2. In Clause 35B of the Listing Agreement, all references to “Companies (Passing of the Resolution by Postal Ballot) Rules 2001” shall be replaced with “Companies (Passing of the Resolution by Postal Ballot) Rules 2011”.
Annexure – II
Format for furnishing the details of employee benefit schemes involving dealings in secondary market, not covered under SEBI (ESOS and ESPS) Guidelines 1999
1. Name of the Issuer:
2. Name of the Scheme:
3. Date of implementation:
4. Mode of Implementation (Trust/Direct):
5. Brief particulars about the Scheme (modus operandi):
Details of Trust, Trustees, and their relationship with Promoters or Directors of the company
6. Whether promoters/persons belonging to the promoter group/directors, are also beneficiaries in the scheme.
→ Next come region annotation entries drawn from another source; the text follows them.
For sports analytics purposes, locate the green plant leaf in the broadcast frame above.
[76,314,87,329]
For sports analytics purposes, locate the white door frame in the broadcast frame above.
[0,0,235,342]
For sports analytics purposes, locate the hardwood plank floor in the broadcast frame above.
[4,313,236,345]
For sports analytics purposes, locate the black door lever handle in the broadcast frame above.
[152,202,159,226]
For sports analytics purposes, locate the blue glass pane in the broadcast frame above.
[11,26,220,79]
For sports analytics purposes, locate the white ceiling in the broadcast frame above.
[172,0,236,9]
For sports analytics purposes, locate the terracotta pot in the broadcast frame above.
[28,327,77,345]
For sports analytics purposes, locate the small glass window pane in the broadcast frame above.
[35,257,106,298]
If so, the details thereof and their entitlements:
7. No. of shares held by Trust/any other agency managing the scheme as on the date of the circular
8. How the Trust/agency is proposing to deal with the existing holding (whether to be transferred to the employees, or to be sold in the market for transferring the benefits to the employees, if so, details regarding proposed date of such transfer or sale shall be given) Such date shall not be later than June 30, 2013 :
9. Details of persons who are entitled to shares or benefits accruing out of the shares, which form part of more than 1 per cent of the paid up share capital, as on the date of the circular in the following format:
|Name of the employee||Whether falling under Promoter/promoter group/directors||No. of entitled shares||% of such entitlement over the paid-up share capital||No. of shares transferred/allotted to them/benefits of which is passed on to them out of (3)|
10. Details of secondary market purchases/sales by the company/Trust/ any other agency managing the scheme if any, since April 01, 2012 in the following format:
|Sl.||Date/time||Type of Transaction (Purchase/Sale)||No. of Securities||Price at which Purchased/sold|
Annexure – III
Amendments to SEBI (Employee Stock Option Scheme and Employee Stock Purchase Scheme) Guidelines, 1999
After clause 22A, the following new clause shall be inserted namely:
“22B. Prohibition on acquisition of securities from secondary market
No ESOS/ESPS shall involve acquisition of securities from the secondary market.”